Another key to reducing health inequalities lies in strengthening primary care and making it free at the point of delivery. “This should be the entry point to patient-centred, integrated care,” says Dr Figueras.
“Reforms to increase efficiency must put renewed emphasis on centring services around the individual needs of patients,” he says, adding, “If there is less access to primary care, people will inevitably end up in hospital with health conditions that are both more severe and more expensive to treat”

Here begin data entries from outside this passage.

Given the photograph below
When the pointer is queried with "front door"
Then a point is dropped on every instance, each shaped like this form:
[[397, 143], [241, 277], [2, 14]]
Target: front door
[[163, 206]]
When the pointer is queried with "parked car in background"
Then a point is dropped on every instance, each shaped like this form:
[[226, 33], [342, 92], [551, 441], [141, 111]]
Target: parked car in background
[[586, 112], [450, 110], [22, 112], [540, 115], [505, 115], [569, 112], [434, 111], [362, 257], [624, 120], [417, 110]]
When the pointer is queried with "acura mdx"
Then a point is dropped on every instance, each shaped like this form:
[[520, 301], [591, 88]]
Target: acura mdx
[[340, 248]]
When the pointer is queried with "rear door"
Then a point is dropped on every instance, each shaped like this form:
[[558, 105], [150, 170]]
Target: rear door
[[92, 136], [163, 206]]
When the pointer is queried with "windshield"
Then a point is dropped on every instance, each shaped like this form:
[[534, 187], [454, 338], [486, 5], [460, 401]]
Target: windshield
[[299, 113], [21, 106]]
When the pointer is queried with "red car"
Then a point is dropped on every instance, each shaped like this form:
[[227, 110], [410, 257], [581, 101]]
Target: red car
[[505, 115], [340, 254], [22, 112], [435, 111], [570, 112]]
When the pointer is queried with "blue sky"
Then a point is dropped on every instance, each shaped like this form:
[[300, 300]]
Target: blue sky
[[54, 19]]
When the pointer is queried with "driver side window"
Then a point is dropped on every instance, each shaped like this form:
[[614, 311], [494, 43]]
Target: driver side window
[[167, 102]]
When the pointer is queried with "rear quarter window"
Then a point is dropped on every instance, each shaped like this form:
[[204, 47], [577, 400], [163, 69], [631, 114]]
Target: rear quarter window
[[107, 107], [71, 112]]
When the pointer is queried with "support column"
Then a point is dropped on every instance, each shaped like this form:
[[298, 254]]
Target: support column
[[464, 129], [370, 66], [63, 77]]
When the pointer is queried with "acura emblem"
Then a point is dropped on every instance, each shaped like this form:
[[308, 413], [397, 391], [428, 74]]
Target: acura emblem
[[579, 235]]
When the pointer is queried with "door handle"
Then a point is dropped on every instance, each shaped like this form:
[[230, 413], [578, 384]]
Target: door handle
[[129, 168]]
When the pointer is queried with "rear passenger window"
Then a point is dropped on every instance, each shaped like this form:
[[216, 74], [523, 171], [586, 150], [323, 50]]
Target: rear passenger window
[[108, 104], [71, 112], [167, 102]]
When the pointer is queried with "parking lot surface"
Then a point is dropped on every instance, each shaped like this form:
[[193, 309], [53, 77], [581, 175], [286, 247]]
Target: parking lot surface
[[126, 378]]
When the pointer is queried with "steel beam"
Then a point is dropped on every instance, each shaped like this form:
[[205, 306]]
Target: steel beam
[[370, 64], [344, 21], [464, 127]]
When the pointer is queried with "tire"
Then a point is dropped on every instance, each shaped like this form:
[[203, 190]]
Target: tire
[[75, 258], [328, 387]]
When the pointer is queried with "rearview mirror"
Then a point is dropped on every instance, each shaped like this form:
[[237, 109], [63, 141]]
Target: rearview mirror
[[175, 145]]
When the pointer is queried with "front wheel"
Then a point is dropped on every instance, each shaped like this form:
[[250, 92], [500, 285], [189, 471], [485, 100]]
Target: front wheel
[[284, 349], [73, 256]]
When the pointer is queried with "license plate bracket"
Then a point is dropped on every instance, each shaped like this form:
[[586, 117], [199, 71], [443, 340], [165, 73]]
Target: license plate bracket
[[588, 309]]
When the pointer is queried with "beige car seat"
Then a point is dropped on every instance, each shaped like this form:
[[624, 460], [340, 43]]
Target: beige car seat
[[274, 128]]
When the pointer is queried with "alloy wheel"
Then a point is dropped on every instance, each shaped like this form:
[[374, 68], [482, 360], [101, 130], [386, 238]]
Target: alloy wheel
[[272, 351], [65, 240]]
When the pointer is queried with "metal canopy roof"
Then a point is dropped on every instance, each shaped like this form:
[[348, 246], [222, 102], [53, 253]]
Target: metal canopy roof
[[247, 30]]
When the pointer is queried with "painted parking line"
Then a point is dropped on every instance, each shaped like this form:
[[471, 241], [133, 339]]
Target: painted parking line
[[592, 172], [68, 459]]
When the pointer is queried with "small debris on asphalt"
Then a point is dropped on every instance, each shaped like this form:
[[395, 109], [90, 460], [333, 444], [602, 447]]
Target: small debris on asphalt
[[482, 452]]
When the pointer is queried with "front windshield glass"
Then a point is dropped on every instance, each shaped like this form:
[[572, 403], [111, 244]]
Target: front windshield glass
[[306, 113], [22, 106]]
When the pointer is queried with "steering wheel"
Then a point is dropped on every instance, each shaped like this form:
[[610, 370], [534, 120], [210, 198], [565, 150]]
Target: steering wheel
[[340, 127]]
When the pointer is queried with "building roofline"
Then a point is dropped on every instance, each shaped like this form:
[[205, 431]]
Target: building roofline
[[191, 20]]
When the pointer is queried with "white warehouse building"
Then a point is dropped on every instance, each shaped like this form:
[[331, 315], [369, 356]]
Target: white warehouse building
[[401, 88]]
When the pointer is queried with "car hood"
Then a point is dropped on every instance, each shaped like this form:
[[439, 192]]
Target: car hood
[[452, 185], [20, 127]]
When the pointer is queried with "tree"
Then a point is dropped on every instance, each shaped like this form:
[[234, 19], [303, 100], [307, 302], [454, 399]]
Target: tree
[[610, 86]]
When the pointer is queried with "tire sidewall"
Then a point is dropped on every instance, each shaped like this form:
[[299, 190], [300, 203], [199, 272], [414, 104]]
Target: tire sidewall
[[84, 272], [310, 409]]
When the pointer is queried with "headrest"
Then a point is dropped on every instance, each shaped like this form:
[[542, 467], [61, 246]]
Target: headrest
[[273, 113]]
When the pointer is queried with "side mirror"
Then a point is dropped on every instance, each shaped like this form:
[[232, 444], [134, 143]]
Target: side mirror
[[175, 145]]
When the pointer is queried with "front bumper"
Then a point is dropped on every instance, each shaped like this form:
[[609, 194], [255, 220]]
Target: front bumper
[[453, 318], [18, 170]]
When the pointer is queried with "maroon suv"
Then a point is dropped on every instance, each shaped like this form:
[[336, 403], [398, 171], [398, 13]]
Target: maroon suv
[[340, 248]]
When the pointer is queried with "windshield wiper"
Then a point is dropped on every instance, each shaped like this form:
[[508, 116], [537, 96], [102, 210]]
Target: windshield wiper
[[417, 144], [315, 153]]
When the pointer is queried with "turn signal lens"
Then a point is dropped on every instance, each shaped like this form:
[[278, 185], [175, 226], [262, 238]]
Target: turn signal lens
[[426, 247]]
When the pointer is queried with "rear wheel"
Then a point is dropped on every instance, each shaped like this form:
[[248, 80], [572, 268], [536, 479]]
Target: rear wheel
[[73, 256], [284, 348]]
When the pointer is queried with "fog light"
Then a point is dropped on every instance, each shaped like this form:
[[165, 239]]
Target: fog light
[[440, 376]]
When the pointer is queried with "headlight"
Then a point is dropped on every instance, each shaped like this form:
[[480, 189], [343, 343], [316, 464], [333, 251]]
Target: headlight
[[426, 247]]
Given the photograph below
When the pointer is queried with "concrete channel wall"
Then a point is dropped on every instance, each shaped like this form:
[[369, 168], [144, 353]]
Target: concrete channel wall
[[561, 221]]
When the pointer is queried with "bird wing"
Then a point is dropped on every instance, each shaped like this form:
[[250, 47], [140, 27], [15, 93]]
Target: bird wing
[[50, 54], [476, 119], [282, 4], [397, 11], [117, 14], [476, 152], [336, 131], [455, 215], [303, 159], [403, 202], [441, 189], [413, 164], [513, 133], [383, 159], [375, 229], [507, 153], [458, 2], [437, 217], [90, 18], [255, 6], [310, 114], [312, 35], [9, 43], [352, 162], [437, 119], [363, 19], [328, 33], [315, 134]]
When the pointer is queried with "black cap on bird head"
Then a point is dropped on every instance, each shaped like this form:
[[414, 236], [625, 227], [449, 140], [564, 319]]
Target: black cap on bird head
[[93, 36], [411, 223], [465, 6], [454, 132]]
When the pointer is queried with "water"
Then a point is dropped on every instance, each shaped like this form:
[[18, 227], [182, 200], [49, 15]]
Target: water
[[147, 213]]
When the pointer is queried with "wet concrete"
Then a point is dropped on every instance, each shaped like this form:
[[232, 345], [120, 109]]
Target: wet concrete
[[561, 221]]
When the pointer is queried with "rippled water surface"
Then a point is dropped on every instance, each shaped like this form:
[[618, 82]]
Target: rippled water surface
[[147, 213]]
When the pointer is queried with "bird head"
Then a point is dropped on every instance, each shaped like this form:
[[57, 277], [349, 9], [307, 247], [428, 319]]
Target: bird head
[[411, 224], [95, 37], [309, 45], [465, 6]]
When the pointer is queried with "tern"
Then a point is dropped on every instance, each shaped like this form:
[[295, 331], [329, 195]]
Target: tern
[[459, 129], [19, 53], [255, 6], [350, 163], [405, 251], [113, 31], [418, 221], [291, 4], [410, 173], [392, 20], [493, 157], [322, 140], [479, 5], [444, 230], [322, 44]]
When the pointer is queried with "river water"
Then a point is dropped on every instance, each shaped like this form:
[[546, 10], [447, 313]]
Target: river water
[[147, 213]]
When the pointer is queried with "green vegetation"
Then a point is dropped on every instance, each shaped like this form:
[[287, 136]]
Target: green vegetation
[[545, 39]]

Investing in health literacy may not spring to mind as a route to increasing efficiency of health systems, but it is a proven way of forging a link between equity and efficiency. Improved health literacy helps people to look after their health and supports decision-making.
“Those who are less-privileged generally have lower levels of literacy, but when health literacy is promoted, it does not create more demand. Rather, having information both about their health and how and when to access the health system, makes people feel more assured and confident about managing their health. They are able to access the appropriate services and treatments, which often results on better health outcomes without requiring additional resources,” Dr Figueras notes.
Policy makers confronting change
For Dr Figueras, one of the important messages from the Vilnius Conference of November 2013, was in underlining the extent to which health and economic prosperity are intertwined and how health inequalities are not only at odds with our societal values but also impact on productivity.
Analysis of the impact of the recession on health shows a number of negative outcomes, including an rise in suicide rates, mental health problems and of increased rates of infectious diseases.
However, there is also evidence that in some countries budget cuts have been a spur to increase efficiency. While it may have been by default rather than design, measures such as increasing the use of generic drugs, centralising procurement and value-based purchasing have resulted in cost savings, but have not damaged quality or outcomes.
This is not a charter for cuts. However, Dr Figueras suggests it is useful to look to these examples. “There is huge potential to study the variations in health systems performance between countries to learn from each other,” he says.